For many young Americans, the plan was to go to college, graduate with a job and then earn enough money to comfortably settle down and buy a house. However, that is definitely easier said than done, according to recent financial and housing reports.
Bloomberg Businessweek reports that college graduates today are weighed down with twice as much educational debt as their predecessors from ten years ago. Add that to a struggling economy, with well-paying jobs difficult to come by, and the U.S. has a generation of hopeful homebuyers who could get completely shut out of the housing market, due to poor debt-to-income ratios.
Young Invincibles, a community organizing group, conducted an analysis to determine how growing debt could exclude current students and college graduates from qualifying for home purchases. The findings showed that average single student debtors will spend about 49 percent of their earnings on student loans and mortgage payments, which would not qualify them for a Federal Housing Administration (FHA) loan or many private mortgages.
The FHA requires that no more than 41 percent of annual income go towards servicing debt.
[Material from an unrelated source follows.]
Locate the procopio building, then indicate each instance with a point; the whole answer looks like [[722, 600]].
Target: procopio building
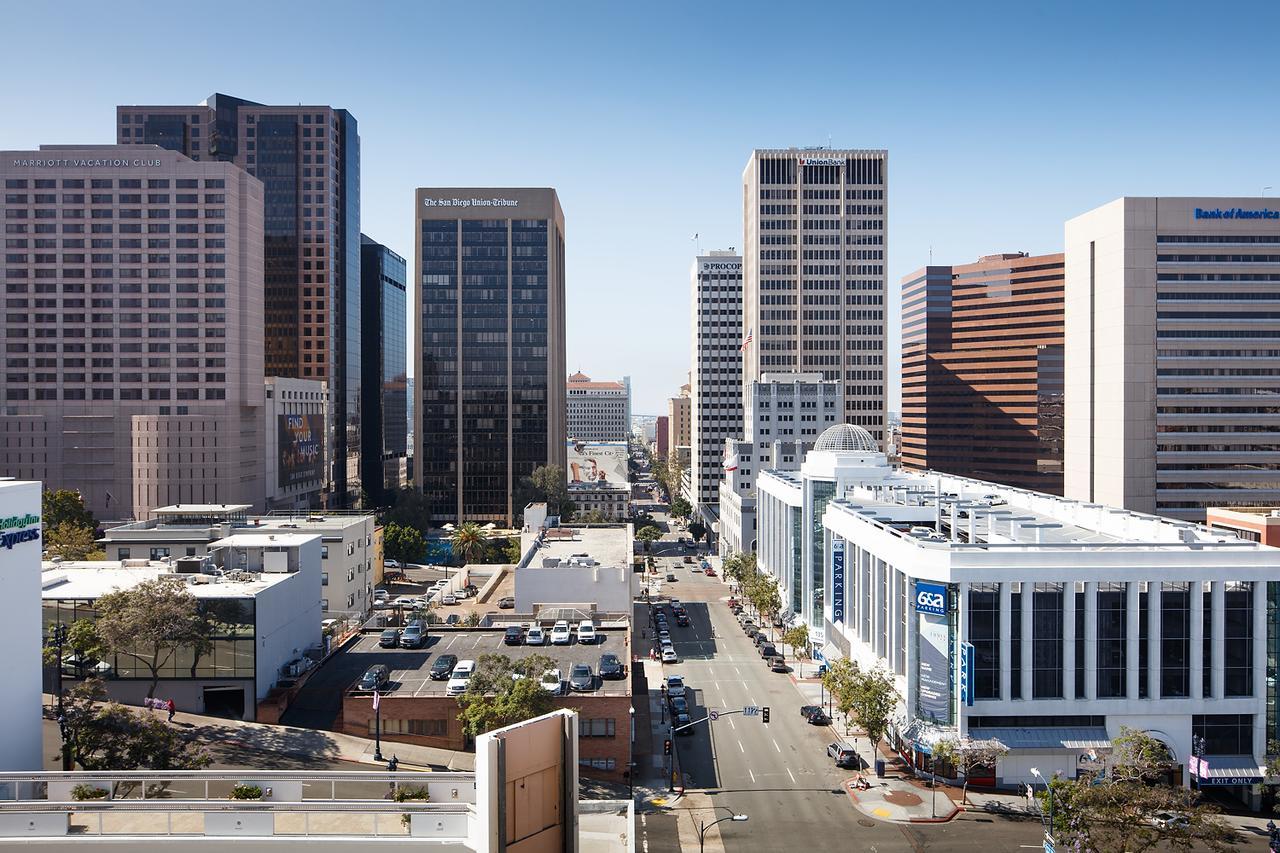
[[813, 272], [489, 346], [133, 337], [1173, 355]]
Last month, a report released by the Consumer Financial Protection Bureau and the Department of Education, found that lax student loan standards added to the financial burden that graduates now face. According to that report, the private student loan market grew from less than $5 billion in 2001 to over $20 billion in 2008. In 2011, that number declined to less than $5 billion as credit standards tightened and the number of graduates with a co-signer skyrocketed to 90 percent.
With so many young Americans graduating with debt, lenders should invest in student loan management software, to ensure that a realistic repayment plan is created that will not cause undue hardship to the borrower, but will also satisfy the lenders' needs.